Irma destroyed more than 50 percent of this season’s oranges, grapefruit, tangerines and tangelos. Before Irma, Florida’s citrus industry battled greening, a devastating disease.

The latest official U.S. Department of Agriculture survey released Nov. 9 shows 50 million boxes of oranges, a 27 percent drop from the 2016-17 season, and 4.65 million boxes of grapefruit, a 40 percent decline from last season. Growers expect those numbers to decrease through the end of the harvest in May as storm-damaged trees drop fruit before harvest.

“If I had to take a guess, I would say we’ll end this season with 40 million boxes of oranges,” said Allen Morris, an agriculture economist and consultant with decades of experience in Florida citrus.

That would mean a drop in U.S. supply of orange juice, most of which in past seasons has come from Florida oranges, Morris said. Each year, about 95 percent of the state’s orange crop goes to juice.

“We will survive, but imports will play a critical role in our survival,” he said.

The Ledger reports that when Florida will recover as the major supplier of orange juice to the U.S. market depends on when the state’s citrus trees will return to pre-Irma production.

There’s little question that damage caused by Irma to most of Florida’s 62 million citrus trees will affect future crop production at least through the 2018-19 season. That was growers’ experience following the 2004 and 2005 hurricanes.

But more than a decade ago, operating a grove was a much cheaper proposition than it is now because growers didn’t have to deal with the fatal bacterial disease citrus greening. Since its arrival in 2005, greening has reduced the state’s annual citrus harvest by more than 70 percent while more than doubling grove-caretaking costs.

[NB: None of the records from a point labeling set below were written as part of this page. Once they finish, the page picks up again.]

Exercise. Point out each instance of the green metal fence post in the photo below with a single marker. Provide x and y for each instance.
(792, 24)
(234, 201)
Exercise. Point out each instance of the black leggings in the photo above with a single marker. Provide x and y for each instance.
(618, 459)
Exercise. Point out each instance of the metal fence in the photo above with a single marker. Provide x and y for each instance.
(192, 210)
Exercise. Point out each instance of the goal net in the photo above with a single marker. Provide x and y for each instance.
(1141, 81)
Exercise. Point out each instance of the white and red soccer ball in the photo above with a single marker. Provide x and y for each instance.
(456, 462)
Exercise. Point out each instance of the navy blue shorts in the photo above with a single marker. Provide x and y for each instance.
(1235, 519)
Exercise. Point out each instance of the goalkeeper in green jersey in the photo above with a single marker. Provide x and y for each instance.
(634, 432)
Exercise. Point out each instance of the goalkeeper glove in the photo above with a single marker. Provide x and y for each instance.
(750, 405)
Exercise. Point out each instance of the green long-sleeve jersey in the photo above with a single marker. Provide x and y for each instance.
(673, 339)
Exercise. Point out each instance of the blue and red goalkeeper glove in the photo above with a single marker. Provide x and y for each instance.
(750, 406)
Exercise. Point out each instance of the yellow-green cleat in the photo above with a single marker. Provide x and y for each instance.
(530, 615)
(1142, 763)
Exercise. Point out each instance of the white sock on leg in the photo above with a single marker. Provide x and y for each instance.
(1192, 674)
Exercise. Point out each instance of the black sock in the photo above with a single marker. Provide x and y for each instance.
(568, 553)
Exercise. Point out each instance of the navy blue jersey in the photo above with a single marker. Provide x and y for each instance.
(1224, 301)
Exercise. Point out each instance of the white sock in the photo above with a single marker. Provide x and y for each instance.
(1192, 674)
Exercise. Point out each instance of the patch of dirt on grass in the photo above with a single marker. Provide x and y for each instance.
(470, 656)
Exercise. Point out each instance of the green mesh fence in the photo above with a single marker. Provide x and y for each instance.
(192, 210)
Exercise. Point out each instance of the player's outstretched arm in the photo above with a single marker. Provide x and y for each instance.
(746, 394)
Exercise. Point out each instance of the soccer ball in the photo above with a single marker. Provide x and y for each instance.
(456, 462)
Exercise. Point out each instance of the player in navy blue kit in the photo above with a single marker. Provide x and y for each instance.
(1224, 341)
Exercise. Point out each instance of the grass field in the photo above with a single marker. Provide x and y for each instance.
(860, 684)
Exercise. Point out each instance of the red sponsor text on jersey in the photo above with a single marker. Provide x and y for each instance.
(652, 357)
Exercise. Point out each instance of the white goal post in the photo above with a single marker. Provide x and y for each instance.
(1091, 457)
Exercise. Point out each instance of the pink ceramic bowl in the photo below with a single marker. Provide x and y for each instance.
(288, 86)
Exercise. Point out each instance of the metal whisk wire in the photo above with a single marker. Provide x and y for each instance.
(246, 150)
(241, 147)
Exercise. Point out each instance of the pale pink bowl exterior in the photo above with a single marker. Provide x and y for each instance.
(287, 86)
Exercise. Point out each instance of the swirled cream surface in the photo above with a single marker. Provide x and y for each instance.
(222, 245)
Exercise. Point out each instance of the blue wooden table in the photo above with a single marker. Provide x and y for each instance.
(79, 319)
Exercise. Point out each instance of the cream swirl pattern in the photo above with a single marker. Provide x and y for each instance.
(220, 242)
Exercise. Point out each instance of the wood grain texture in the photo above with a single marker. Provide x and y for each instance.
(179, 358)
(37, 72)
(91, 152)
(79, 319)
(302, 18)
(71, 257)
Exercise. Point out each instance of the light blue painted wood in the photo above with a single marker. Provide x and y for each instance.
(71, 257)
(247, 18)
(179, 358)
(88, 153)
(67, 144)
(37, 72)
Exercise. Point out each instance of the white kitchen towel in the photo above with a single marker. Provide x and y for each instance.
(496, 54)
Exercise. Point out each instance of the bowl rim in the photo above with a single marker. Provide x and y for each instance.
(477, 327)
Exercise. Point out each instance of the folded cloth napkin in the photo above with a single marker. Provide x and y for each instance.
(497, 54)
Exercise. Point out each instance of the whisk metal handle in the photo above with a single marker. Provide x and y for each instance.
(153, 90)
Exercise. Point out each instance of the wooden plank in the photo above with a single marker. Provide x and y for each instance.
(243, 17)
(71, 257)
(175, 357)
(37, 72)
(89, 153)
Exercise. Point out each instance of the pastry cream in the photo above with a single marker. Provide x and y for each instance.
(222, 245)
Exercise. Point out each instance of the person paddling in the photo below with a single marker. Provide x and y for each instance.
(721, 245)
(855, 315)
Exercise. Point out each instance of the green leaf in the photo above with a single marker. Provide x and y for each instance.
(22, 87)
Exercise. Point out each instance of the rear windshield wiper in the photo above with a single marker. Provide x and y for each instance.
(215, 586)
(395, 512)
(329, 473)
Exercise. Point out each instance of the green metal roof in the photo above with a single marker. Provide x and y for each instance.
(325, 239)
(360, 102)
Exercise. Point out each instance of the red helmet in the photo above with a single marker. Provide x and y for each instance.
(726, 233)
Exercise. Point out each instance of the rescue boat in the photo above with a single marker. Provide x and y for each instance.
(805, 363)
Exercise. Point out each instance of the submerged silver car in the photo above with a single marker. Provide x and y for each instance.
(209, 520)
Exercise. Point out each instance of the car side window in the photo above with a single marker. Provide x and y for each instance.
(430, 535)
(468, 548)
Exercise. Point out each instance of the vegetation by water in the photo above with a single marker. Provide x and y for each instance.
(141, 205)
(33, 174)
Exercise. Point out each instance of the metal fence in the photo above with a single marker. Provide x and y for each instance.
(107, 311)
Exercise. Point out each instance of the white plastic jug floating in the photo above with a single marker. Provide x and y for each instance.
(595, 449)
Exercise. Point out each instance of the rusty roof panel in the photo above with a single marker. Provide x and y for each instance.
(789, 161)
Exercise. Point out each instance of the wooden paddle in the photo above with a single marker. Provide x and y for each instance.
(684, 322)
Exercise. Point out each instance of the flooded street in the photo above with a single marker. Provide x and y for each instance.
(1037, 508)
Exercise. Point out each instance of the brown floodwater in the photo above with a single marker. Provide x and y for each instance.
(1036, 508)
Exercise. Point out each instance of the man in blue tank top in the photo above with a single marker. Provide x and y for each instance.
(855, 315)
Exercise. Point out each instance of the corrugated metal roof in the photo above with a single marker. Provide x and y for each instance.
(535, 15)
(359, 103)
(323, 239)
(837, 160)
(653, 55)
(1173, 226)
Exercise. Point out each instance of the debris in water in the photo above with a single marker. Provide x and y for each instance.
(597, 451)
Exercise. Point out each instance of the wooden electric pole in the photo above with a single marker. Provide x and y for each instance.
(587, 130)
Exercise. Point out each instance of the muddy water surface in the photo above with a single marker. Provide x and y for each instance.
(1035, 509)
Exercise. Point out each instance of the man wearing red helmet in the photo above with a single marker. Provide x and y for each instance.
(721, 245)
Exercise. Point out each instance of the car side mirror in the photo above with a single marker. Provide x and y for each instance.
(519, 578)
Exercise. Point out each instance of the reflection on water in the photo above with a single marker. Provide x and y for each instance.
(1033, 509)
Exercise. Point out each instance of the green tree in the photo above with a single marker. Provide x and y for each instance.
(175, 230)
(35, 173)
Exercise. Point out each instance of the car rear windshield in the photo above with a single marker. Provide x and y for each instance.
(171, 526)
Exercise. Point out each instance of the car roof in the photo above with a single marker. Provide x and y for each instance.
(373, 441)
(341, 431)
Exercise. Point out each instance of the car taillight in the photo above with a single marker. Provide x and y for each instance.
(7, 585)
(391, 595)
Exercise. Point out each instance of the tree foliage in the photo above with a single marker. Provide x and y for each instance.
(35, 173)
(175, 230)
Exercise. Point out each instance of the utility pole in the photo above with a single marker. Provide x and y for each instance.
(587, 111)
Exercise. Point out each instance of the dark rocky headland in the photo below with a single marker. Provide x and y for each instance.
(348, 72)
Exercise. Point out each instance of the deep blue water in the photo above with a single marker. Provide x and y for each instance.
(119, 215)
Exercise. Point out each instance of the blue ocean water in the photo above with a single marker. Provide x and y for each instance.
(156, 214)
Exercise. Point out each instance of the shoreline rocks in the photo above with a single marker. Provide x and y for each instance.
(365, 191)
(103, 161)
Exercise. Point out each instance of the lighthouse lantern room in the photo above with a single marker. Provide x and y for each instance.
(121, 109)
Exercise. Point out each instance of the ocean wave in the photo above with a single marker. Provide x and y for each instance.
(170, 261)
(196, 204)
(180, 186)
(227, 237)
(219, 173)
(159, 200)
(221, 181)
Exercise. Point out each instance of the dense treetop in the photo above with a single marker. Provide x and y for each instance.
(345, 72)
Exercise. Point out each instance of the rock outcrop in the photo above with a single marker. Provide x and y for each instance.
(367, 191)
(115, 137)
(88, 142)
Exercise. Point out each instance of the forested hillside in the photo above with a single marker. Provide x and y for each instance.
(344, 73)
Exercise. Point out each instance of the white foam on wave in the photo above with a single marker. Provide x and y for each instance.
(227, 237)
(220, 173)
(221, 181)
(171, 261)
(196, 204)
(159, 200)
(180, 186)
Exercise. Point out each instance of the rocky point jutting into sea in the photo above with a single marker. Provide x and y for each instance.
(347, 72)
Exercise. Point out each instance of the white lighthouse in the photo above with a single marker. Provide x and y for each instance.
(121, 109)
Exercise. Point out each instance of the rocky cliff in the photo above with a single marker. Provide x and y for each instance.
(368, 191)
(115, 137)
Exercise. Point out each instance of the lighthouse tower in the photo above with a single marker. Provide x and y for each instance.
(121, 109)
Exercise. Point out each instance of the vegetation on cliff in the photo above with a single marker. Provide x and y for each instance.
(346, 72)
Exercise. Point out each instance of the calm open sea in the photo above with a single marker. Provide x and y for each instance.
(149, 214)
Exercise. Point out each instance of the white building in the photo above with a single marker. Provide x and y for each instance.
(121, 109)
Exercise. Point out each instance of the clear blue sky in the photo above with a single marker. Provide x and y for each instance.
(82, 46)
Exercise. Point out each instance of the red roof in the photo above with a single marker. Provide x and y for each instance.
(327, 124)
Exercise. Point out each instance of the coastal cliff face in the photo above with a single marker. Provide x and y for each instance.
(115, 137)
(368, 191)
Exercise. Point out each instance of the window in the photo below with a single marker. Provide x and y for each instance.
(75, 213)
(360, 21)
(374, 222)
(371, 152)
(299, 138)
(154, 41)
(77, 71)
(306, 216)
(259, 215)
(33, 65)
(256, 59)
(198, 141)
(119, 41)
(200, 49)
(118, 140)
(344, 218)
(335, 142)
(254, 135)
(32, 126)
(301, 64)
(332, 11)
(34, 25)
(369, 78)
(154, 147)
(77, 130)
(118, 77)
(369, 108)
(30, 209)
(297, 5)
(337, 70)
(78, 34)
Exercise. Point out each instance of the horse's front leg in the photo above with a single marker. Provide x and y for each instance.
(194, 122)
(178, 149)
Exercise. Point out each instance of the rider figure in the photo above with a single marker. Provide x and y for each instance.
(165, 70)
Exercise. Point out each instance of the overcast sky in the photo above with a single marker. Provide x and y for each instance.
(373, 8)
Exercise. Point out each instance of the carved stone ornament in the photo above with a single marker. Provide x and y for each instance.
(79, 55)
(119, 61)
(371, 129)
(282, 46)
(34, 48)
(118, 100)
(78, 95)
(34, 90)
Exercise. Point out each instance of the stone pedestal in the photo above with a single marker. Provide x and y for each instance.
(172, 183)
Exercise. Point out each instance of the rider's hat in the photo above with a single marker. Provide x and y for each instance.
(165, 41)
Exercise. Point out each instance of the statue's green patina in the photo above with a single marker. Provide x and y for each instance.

Costs have risen because of the additional fertilizer and pesticide applications growers must make to fight greening, said Ariel Singerman, assistant professor of agricultural economics at the University of Florida’s Citrus Research and Education Center in Lake Alfred.

That means it costs a lot more to wait for trees to recover from hurricane damage.

In the 2016-17 season, the average Florida grower spent about $1,800 per grove acre, including fertilizers, pesticides, labor and other inputs, That’s based on an annual statewide survey he conducts every summer after the conclusion of the harvest.

That figure does not include other fixed costs, such as capital expenses; land costs, such as a mortgage; and other management inputs.

Maintaining an adequate level of grove caretaking will be a key challenge for growers this year, Singerman said.

“That is exactly why the Florida citrus industry is shrinking – they (growers) cannot afford the cost of staying in business,” he said. “If a grower has lost 50 percent of his fruit, it’s unlikely he will make a profit.”